The Competition and Markets Authority (CMA) is scrutinising GXO’s purchase of Wincanton due to potential competition issues.
- This acquisition could hinder competition and increase costs in the contract logistics sector.
- GXO’s deal with Wincanton, valued at £760 million, was completed in April.
- An interim enforcement order is in place, preventing GXO and Wincanton from integrating.
- GXO has five days to propose solutions to CMA’s concerns before a potential in-depth investigation.
The recent acquisition of Wincanton by GXO Logistics has caught the attention of the Competition and Markets Authority (CMA) due to concerns over decreased competition in the contract logistics sector. The CMA’s phase 1 investigation suggests that such a merger might lead to increased operational costs for businesses reliant on these logistics services.

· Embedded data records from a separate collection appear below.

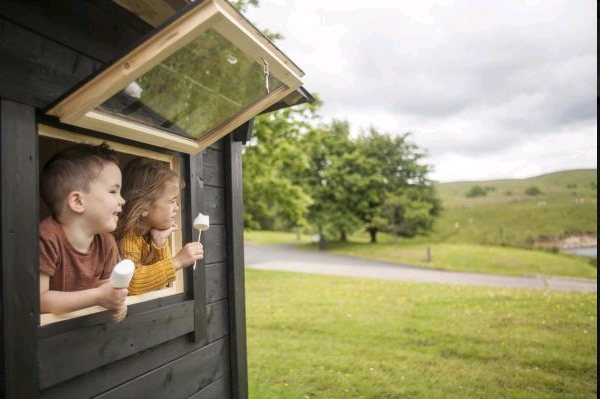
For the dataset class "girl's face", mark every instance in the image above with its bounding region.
[142,181,179,230]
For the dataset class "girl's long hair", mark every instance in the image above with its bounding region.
[113,158,184,264]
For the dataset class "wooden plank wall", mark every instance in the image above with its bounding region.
[0,0,245,399]
[39,143,232,398]
[0,98,39,398]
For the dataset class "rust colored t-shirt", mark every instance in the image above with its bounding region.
[39,216,119,291]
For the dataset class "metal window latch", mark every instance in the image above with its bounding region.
[261,57,271,94]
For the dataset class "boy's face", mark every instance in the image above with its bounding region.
[144,181,179,230]
[82,163,125,234]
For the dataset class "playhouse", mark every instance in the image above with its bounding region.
[0,0,312,399]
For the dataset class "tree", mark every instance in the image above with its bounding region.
[242,98,321,230]
[359,128,441,243]
[301,121,360,244]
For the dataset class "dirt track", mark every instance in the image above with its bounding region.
[244,243,597,292]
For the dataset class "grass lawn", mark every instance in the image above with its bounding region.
[246,269,597,399]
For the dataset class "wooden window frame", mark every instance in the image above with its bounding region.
[38,124,185,327]
[47,0,304,154]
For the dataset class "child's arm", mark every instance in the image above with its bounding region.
[40,273,127,313]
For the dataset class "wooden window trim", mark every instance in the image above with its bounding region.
[38,124,185,327]
[48,0,303,154]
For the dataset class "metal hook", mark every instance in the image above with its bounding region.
[261,57,271,94]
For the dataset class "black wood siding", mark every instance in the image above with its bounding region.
[0,0,247,399]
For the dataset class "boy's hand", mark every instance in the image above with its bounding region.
[98,283,129,310]
[173,242,204,270]
[110,303,127,323]
[150,224,179,248]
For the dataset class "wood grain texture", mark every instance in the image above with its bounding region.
[0,99,40,398]
[38,301,193,388]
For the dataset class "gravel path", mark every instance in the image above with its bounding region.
[244,243,597,292]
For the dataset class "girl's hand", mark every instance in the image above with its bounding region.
[110,303,127,323]
[150,224,179,248]
[173,242,204,270]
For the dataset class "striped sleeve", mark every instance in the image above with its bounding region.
[121,232,175,295]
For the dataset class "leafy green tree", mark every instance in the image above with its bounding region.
[242,98,321,230]
[301,121,360,244]
[358,128,441,243]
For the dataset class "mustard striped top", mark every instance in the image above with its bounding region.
[120,231,175,295]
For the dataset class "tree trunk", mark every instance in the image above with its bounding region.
[319,234,327,251]
[319,226,327,251]
[368,227,377,244]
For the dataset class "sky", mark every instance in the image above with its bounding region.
[244,0,598,182]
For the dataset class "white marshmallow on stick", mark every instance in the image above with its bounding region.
[192,213,210,270]
[109,259,135,288]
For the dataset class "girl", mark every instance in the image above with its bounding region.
[114,158,204,295]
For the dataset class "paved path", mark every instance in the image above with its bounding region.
[244,243,597,292]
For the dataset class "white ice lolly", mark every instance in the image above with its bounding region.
[192,213,210,270]
[194,213,210,231]
[109,259,135,288]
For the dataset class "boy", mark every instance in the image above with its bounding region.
[39,143,128,322]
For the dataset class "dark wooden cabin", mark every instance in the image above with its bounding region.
[0,0,311,399]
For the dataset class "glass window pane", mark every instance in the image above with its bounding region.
[97,29,282,140]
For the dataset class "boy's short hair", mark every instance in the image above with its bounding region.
[40,143,119,216]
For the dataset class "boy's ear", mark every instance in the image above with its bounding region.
[67,191,85,213]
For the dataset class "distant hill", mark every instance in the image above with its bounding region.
[430,169,598,247]
[437,169,598,206]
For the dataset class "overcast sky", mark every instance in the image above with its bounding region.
[245,0,598,182]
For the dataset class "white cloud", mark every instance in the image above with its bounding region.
[247,0,598,181]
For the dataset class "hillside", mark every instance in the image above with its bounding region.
[437,169,598,206]
[430,169,597,247]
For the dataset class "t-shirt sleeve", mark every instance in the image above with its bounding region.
[39,226,60,277]
[121,234,175,295]
[100,234,119,280]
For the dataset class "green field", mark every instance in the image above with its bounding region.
[246,269,598,399]
[428,169,598,247]
[245,169,598,279]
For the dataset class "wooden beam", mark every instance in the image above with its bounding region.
[224,135,248,399]
[113,0,188,26]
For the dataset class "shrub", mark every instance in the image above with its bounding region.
[467,185,487,198]
[525,186,542,195]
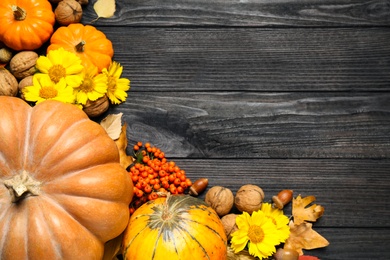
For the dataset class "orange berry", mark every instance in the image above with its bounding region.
[135,190,144,198]
[176,186,184,194]
[153,183,161,190]
[144,184,152,193]
[173,178,181,186]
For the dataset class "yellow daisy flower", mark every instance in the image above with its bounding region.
[102,61,130,104]
[261,203,290,243]
[74,66,107,105]
[231,210,280,259]
[23,73,74,104]
[36,48,84,87]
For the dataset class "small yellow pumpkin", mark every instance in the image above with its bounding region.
[122,195,227,260]
[47,23,114,72]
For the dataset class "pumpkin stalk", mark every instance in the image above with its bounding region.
[161,193,172,221]
[4,171,41,203]
[11,5,27,21]
[75,40,86,52]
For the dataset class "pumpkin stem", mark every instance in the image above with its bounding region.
[11,5,27,21]
[4,171,41,202]
[75,40,86,52]
[161,193,172,220]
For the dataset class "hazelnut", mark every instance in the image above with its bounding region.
[54,0,83,25]
[0,47,13,63]
[18,76,34,99]
[272,190,293,209]
[234,184,264,214]
[188,178,209,196]
[83,95,110,117]
[221,213,238,240]
[274,248,299,260]
[205,186,234,217]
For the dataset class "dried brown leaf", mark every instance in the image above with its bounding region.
[292,195,324,225]
[284,221,329,255]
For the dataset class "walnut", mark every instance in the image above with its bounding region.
[205,186,234,217]
[234,184,264,214]
[221,213,238,240]
[9,51,38,80]
[18,75,34,99]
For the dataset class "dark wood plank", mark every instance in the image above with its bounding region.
[94,27,390,91]
[83,0,390,27]
[108,92,390,159]
[158,157,390,228]
[298,228,390,260]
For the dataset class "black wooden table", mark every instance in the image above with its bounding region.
[82,0,390,259]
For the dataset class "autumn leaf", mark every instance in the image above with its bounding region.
[284,221,329,255]
[292,195,324,225]
[100,113,123,140]
[115,123,135,169]
[93,0,115,20]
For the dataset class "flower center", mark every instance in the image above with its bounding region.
[49,64,66,83]
[80,77,94,93]
[107,76,116,93]
[248,225,264,243]
[39,86,58,99]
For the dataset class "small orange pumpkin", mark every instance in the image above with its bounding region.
[122,195,227,260]
[0,0,55,51]
[47,23,114,72]
[0,96,133,260]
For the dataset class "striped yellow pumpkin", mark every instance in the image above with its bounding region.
[122,195,227,260]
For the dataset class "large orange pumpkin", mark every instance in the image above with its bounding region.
[0,96,133,260]
[122,195,227,260]
[0,0,55,51]
[47,23,114,72]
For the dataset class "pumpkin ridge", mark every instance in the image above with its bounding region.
[37,194,102,259]
[181,215,224,248]
[0,205,12,254]
[178,226,210,259]
[27,197,61,259]
[25,116,84,175]
[123,226,148,257]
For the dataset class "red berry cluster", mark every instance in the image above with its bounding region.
[129,142,192,214]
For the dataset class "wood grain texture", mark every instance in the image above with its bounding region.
[83,0,390,27]
[93,27,390,91]
[106,92,390,159]
[298,228,390,260]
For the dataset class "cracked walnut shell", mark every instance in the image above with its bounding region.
[205,186,234,217]
[234,184,264,214]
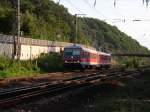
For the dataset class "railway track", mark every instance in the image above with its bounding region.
[0,70,142,108]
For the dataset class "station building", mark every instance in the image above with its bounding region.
[0,34,73,60]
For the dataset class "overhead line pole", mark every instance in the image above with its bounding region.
[75,14,86,43]
[13,0,20,59]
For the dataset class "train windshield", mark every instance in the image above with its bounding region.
[64,49,80,56]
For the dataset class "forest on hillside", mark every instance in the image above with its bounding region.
[0,0,148,52]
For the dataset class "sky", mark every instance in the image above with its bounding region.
[54,0,150,49]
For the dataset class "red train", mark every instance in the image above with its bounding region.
[63,45,111,69]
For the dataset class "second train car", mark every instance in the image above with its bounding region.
[63,44,111,69]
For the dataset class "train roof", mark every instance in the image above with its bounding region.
[64,44,110,56]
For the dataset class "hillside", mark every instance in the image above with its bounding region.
[0,0,148,52]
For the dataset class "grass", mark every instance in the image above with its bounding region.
[95,70,150,112]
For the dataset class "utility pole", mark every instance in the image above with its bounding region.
[75,14,86,43]
[13,0,20,59]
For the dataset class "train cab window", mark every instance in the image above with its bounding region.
[64,49,80,56]
[73,50,80,56]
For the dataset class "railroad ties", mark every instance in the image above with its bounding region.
[0,66,145,108]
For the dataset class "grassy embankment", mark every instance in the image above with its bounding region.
[95,69,150,112]
[0,53,64,78]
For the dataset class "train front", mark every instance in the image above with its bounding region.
[63,45,82,69]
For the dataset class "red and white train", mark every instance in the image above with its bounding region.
[63,44,111,69]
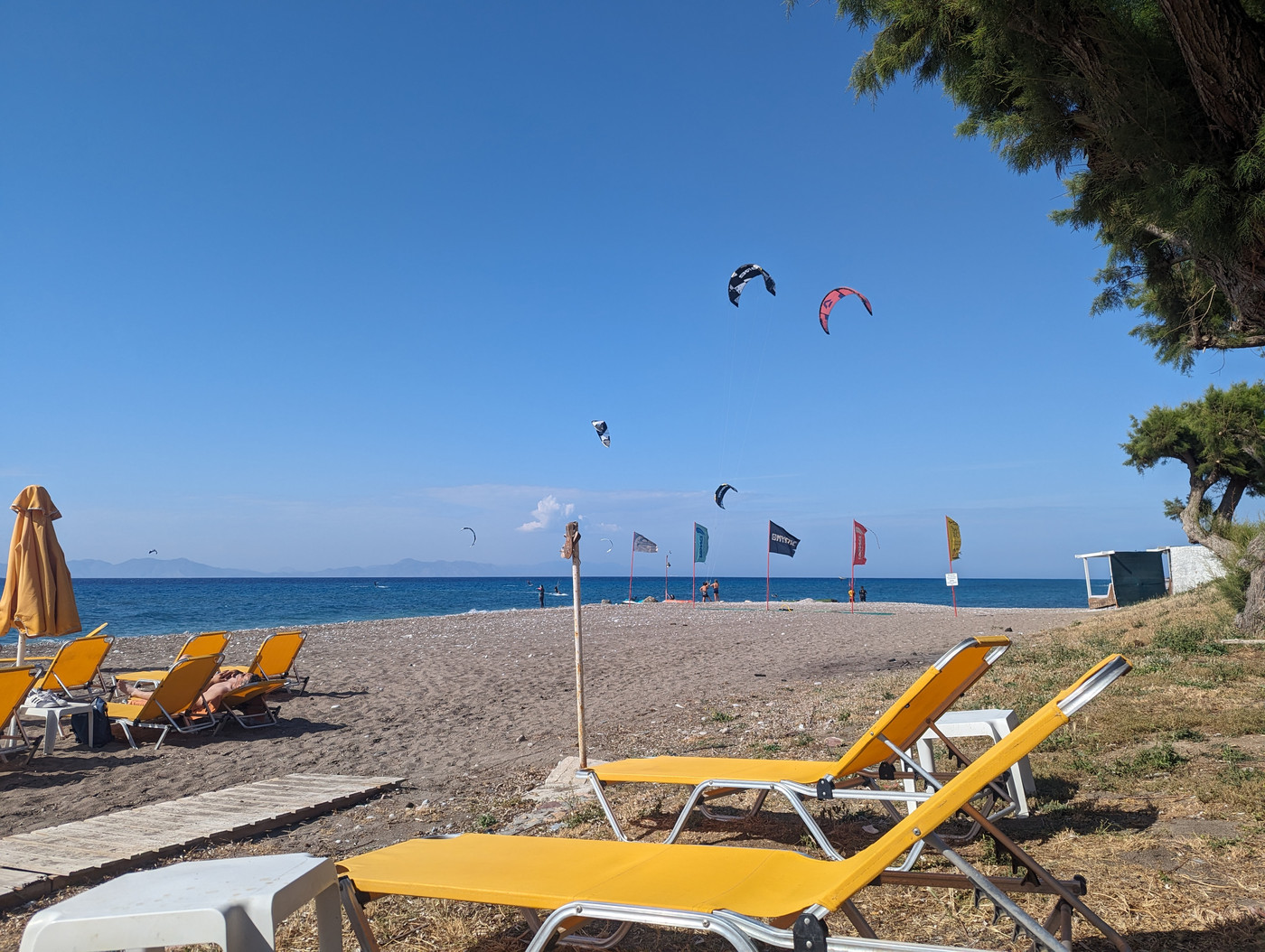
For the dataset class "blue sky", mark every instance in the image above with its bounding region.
[0,0,1260,576]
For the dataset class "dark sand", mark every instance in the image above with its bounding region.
[0,602,1085,848]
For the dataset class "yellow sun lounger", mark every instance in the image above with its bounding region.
[114,630,229,686]
[225,629,311,694]
[338,655,1129,952]
[576,635,1015,869]
[35,622,114,700]
[0,665,41,765]
[105,655,222,751]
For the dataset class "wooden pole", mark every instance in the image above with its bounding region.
[764,519,773,611]
[563,522,588,770]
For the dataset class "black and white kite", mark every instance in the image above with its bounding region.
[728,265,778,307]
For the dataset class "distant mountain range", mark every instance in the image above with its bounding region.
[67,559,623,579]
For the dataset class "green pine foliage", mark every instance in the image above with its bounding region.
[787,0,1265,369]
[1120,380,1265,523]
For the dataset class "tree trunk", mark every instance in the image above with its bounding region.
[1234,534,1265,635]
[1160,0,1265,149]
[1182,471,1240,561]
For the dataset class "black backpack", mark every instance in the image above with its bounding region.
[70,698,113,747]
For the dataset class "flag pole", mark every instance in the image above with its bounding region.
[563,522,588,770]
[764,519,773,611]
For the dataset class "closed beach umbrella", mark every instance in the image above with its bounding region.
[0,485,83,664]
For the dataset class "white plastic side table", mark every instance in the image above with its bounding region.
[918,708,1036,817]
[19,854,342,952]
[18,702,95,755]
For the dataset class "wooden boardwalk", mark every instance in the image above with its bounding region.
[0,774,404,909]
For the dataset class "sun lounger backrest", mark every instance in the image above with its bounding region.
[176,630,229,661]
[834,635,1011,776]
[37,624,114,690]
[250,630,304,680]
[0,665,38,718]
[817,655,1132,909]
[132,655,220,721]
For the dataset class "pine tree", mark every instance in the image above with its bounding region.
[787,0,1265,369]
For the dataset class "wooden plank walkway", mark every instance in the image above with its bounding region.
[0,774,404,909]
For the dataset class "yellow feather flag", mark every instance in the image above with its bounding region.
[945,516,961,561]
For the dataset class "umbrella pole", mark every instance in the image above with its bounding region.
[562,522,588,770]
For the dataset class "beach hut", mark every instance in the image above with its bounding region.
[1075,548,1169,608]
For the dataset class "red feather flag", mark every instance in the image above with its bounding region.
[853,519,869,565]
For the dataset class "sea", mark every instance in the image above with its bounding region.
[0,574,1107,643]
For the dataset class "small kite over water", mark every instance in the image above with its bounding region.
[817,287,874,334]
[592,420,611,446]
[728,265,778,307]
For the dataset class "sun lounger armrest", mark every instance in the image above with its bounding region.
[1059,655,1133,717]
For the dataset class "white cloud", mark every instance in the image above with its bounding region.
[519,493,576,532]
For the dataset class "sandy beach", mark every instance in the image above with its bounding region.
[0,602,1085,852]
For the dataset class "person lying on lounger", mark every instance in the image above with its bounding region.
[119,668,259,713]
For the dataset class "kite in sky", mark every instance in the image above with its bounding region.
[728,265,778,307]
[817,287,874,334]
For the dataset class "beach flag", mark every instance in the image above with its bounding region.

Both GXO and Wincanton are pivotal players in the contract logistics market, particularly servicing large retail clients in the UK. While GXO continues to face competition from other third-party logistic providers, the CMA notes that many competitors are smaller or specialise in niche areas, thus amplifying their concerns.
The CMA maintains that the merger could result in higher expenses being transferred to consumers, impacting the vast £16 billion UK logistics market. This sector’s health is essential as it underpins timely deliveries and availability of goods across the nation.
Naomi Burgoyne, CMA’s senior director of mergers, emphasised the critical nature of contract logistics services in supporting the country’s supply chain. The authority has clearly highlighted its readiness to probe deeper into the matter if GXO doesn’t provide satisfactory amendments.
GXO, having finalised the deal in April, remains unable to merge operations with Wincanton under the interim enforcement order. The company has expressed its belief in the prospective benefits of the deal and its intention to comply with regulatory requirements to achieve approval.
The CMA’s investigation outcome could either further delay or entirely halt the merger, depending on GXO’s forthcoming actions. GXO is required to address the outlined concerns within five working days to avoid an in-depth phase 2 investigation.
The future of GXO’s acquisition of Wincanton hangs in balance as regulatory scrutiny intensifies, necessitating prompt resolution.